As for the lower face and cervical involvement, the deltopectoral and parascapular flaps were expanded preoperatively. This option facilitates soft tissue coverage while preserving function. However, large scalp defects frequently require a multistage reconstruction approach with serial expansion techniques, followed by definitive local tissue advancement.²⁵ In cases where tissue conditions are suboptimal, healing by secondary intention can be considered. This allows the formation of granulation tissue before grafting or flap reconstruction. These techniques are interesting as they ensure optimal oncologic and functional outcomes, especially when reconstruction is not feasible owing to limited vascularity for flap or graft repair.²⁶ A review of the literature highlights the anterolateral thigh flap as a preferred reconstructive option for large DFSP defects in the head and neck.²⁷ Studies emphasize its relevance when local flaps are insufficient owing to extensive tissue loss or the need for aesthetic preservation. This flap not only provides ample soft tissue coverage but also maintains functional outcomes and minimizes donor-site morbidity. Compared with the radial forearm free flap or pectoralis major flap, this flap offers better contouring with fewer complications, making it particularly valuable for full-thickness defects. Additionally, literature reviews have highlighted its role in maintaining distinct facial aesthetic subunits. Given the adaptability and reliable vascular anatomy of this flap, it remains a leading choice for the reconstruction of large DFSP excision defects.^27,28

Surface mold brachytherapy is a targeted radiotherapy technique utilized in scalp cases with recurrence risk factors, or when pathological confirmation of positive or close margins and re-excision is not possible.²³ This technique is characterized by its precision and conformity. In fact, it delivers high-dose radiation to the tumor bed while sparing the adjacent healthy tissues.

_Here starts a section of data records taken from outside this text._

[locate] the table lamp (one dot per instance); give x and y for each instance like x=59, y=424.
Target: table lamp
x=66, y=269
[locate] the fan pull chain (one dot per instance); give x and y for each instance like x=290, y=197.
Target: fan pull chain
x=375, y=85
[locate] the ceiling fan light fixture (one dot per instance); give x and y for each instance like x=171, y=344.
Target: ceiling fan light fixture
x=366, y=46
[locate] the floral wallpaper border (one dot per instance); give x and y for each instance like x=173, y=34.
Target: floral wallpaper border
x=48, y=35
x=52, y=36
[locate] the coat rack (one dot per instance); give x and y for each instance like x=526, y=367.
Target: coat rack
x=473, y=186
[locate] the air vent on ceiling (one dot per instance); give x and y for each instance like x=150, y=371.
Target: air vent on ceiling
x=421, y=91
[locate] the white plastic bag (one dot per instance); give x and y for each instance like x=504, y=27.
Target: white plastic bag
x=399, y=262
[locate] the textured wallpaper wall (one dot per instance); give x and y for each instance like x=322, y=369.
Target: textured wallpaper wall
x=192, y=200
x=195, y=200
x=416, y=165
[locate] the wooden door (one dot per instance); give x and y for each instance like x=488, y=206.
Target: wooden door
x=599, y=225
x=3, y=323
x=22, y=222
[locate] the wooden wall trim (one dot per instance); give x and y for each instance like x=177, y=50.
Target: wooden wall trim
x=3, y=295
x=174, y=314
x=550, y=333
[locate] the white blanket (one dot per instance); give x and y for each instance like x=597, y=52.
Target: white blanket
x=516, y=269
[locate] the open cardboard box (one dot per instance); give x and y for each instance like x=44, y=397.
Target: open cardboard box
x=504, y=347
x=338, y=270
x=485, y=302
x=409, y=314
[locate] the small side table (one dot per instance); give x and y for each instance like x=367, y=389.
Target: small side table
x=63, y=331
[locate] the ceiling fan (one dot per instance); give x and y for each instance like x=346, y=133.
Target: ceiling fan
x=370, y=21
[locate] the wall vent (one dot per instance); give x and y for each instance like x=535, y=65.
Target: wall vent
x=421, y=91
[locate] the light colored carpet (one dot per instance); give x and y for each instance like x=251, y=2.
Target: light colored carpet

This particularity reduces toxicity compared to external beam radiation therapy. In addition, long-term local control and minimal side effects.²³

Conclusions

DFSP of the head and neck poses significant surgical and reconstructive challenges. This malignancy is characterized by its locally aggressive nature and high recurrence risk. Wide excision with histologically confirmed clear margins remains the essential element of treatment. Given the anatomical constraints, reconstructive strategies, including free and local flaps, optimize functional and aesthetic recovery. Adjuvant treatment is recommended in cases of close margins or deep invasion to reduce recurrence risk. However, recurrence can occur even years after initial treatment. Hence, long-term follow-up is crucial.

Consent

Written informed consent for the publication of the case reports and of the associated images was obtained from each of the patients prior to submission.